Yes, actually setting up build part was painful when I tried previously. We had a progress on this area by #115, so I hope that the situation gets better now. I'll research what we could improve next.

sergefdrv commented 4 years ago

Let me elaborate a bit on my understanding of integration with Fabric. In principle, there is nothing specific to MinBFT, but should be applicable to any BFT state machine replication protocol in general.

I distinguish several roles related to Fabric ordering service:

There are two flavors of implementing Fabric ordering service. One is to isolate SMR part into a separate cluster of nodes, e.g. Kafka, BFT-SMaRt. Another approach is to collocate OSN, SMR client, and SMR replica together in a single node, e.g. Raft. Since Raft-based ordering service is the most recent implementation and it is easier to set up and manage, it seems to be a good example to follow.

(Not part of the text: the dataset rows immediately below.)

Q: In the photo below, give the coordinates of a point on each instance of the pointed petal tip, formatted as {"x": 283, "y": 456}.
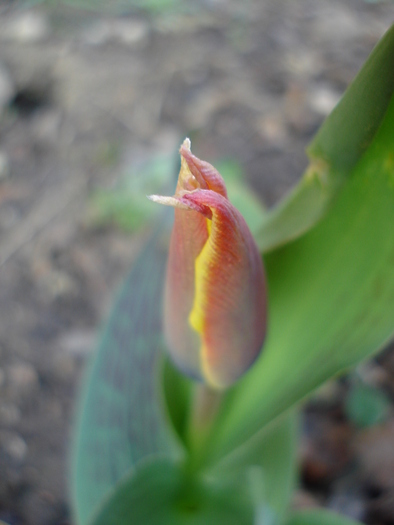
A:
{"x": 186, "y": 144}
{"x": 168, "y": 201}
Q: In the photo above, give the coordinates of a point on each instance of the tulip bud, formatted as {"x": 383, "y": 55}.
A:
{"x": 215, "y": 295}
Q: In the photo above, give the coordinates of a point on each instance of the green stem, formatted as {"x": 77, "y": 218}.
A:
{"x": 204, "y": 409}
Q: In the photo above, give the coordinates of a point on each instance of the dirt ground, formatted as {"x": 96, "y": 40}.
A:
{"x": 86, "y": 97}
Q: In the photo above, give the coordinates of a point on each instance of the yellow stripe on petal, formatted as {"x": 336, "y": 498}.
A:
{"x": 196, "y": 317}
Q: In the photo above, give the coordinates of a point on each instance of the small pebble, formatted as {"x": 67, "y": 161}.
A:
{"x": 26, "y": 27}
{"x": 6, "y": 87}
{"x": 4, "y": 166}
{"x": 14, "y": 446}
{"x": 23, "y": 377}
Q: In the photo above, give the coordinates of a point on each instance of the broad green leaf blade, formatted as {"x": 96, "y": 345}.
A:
{"x": 341, "y": 141}
{"x": 160, "y": 493}
{"x": 331, "y": 300}
{"x": 274, "y": 452}
{"x": 121, "y": 419}
{"x": 319, "y": 517}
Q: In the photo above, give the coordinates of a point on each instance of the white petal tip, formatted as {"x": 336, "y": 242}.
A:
{"x": 187, "y": 143}
{"x": 168, "y": 201}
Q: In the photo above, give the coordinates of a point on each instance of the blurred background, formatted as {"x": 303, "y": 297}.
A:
{"x": 96, "y": 97}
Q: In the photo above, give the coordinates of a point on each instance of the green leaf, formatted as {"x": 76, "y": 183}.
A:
{"x": 121, "y": 420}
{"x": 331, "y": 300}
{"x": 272, "y": 456}
{"x": 161, "y": 493}
{"x": 319, "y": 517}
{"x": 341, "y": 141}
{"x": 366, "y": 406}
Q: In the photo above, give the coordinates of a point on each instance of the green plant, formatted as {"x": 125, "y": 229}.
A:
{"x": 329, "y": 253}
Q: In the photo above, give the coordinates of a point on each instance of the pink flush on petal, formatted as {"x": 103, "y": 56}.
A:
{"x": 215, "y": 294}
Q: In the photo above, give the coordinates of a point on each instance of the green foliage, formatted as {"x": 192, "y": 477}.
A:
{"x": 338, "y": 146}
{"x": 121, "y": 421}
{"x": 331, "y": 304}
{"x": 162, "y": 493}
{"x": 366, "y": 406}
{"x": 331, "y": 298}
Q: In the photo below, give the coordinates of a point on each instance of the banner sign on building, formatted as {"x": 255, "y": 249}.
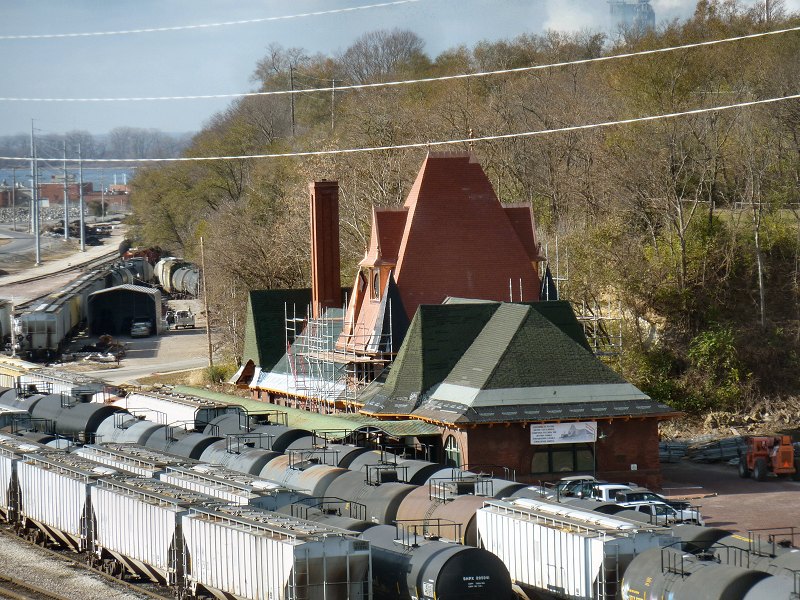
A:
{"x": 563, "y": 433}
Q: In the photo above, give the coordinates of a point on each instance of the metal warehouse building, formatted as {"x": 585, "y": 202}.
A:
{"x": 111, "y": 311}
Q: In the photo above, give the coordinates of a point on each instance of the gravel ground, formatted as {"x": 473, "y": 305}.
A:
{"x": 35, "y": 566}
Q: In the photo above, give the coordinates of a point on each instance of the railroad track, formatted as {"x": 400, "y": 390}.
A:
{"x": 19, "y": 590}
{"x": 88, "y": 265}
{"x": 16, "y": 589}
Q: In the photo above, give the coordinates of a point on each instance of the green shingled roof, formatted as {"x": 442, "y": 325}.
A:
{"x": 519, "y": 348}
{"x": 501, "y": 362}
{"x": 265, "y": 330}
{"x": 317, "y": 421}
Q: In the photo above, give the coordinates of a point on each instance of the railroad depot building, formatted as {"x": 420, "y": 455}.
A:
{"x": 443, "y": 331}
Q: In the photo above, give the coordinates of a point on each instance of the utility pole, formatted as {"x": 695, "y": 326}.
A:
{"x": 14, "y": 197}
{"x": 333, "y": 99}
{"x": 35, "y": 198}
{"x": 80, "y": 199}
{"x": 102, "y": 196}
{"x": 205, "y": 303}
{"x": 66, "y": 195}
{"x": 291, "y": 95}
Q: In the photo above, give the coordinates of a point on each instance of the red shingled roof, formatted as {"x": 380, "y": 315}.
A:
{"x": 453, "y": 238}
{"x": 459, "y": 240}
{"x": 387, "y": 232}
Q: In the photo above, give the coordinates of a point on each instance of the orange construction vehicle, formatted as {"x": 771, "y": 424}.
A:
{"x": 769, "y": 454}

In any case, as described here, the main role of an OSN is to provide Fabric clients with broadcast interface, and Fabric committing peers with deliver interface. Mapped to state machine replication, broadcast interface is related to SMR client functionality of submitting requests for ordering, whereas deliver interface is related to the state machine replicated by SMR replicas.

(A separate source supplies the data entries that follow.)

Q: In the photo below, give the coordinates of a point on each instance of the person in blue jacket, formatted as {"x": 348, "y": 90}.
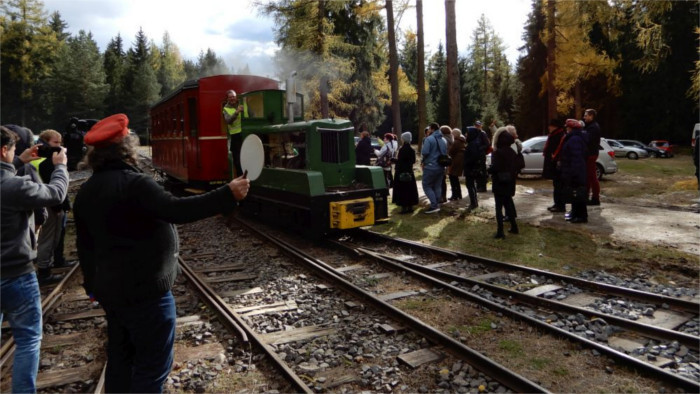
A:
{"x": 573, "y": 170}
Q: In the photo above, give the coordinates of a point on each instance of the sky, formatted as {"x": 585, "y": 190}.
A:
{"x": 237, "y": 33}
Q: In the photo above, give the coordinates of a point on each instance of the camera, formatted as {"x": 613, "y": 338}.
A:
{"x": 47, "y": 151}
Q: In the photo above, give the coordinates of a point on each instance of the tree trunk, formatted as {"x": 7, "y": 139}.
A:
{"x": 393, "y": 70}
{"x": 551, "y": 65}
{"x": 420, "y": 58}
{"x": 578, "y": 108}
{"x": 323, "y": 83}
{"x": 452, "y": 70}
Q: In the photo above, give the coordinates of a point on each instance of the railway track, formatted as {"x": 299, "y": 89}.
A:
{"x": 368, "y": 278}
{"x": 68, "y": 361}
{"x": 663, "y": 344}
{"x": 327, "y": 339}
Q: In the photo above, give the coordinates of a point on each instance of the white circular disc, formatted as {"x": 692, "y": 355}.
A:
{"x": 252, "y": 156}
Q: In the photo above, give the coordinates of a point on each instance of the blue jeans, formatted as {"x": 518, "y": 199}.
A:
{"x": 140, "y": 345}
{"x": 432, "y": 185}
{"x": 20, "y": 299}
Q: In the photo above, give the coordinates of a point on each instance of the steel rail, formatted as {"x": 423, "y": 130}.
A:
{"x": 676, "y": 303}
{"x": 687, "y": 384}
{"x": 493, "y": 369}
{"x": 246, "y": 332}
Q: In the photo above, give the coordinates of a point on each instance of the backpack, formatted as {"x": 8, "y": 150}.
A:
{"x": 473, "y": 152}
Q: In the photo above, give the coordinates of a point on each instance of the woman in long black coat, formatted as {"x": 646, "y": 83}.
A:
{"x": 505, "y": 166}
{"x": 405, "y": 188}
{"x": 573, "y": 171}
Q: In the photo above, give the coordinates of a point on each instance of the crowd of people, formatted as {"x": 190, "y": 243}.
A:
{"x": 570, "y": 155}
{"x": 127, "y": 247}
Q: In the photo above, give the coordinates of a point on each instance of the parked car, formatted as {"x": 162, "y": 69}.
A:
{"x": 663, "y": 145}
{"x": 656, "y": 152}
{"x": 534, "y": 161}
{"x": 629, "y": 152}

So transaction flow would roughly look as follows:

  1. Fabric client assembles a transaction and submits it to the ordering service through one of the OSNs using its broadcast interface.
  2. The OSN act as a SMR client and submits the transaction to SMR replicas as a request to order and "execute".
  3. SMR leader (MinBFT primary) proposes the request to other SMR replicas for "execution".
  4. SMR replicas run consensus protocol on that proposal and eventually accept the request for "execution".
  5. SMR replicas invoke the replicated state machine to "execute" the request by appending it as a new block to the blockchain (using support.WriteBlock). The result of such "execution" could be empty.
  6. Once the new block is appended to the blockchain, OSNs will deliver it to all subscribed Fabric nodes such as committing peers and clients.
  7. In case of BFT ordering, the Fabric nodes should do consensus-specific verification of blocks received through deliver interface to ensure the consensus has been reached for those blocks.
  8. In case of BFT ordering, the Fabric client needs to wait until the transaction appears in a new block, and retry through another OSN if it takes too long.

It is crucial that different OSNs deterministically append block to the blockchain with support.WriteBlock. Otherwise Fabric peers will get confused and panic.

It is not clear to me who should combine individual transactions into batches. On one hand, it seems natural if SMR leader (MinBFT primary) would do that. On the other hand, each OSN can batch transactions itself and submit the whole batch as a single SMR request. Initially, I was in favor of the former way of request batching, but now I am really considering the latter one.

sergefdrv commented 4 years ago

I was going to look into #121. I also wanted to try making enclave shim library path configurable so that we don't have to tweak LD_LIBRARY_PATH.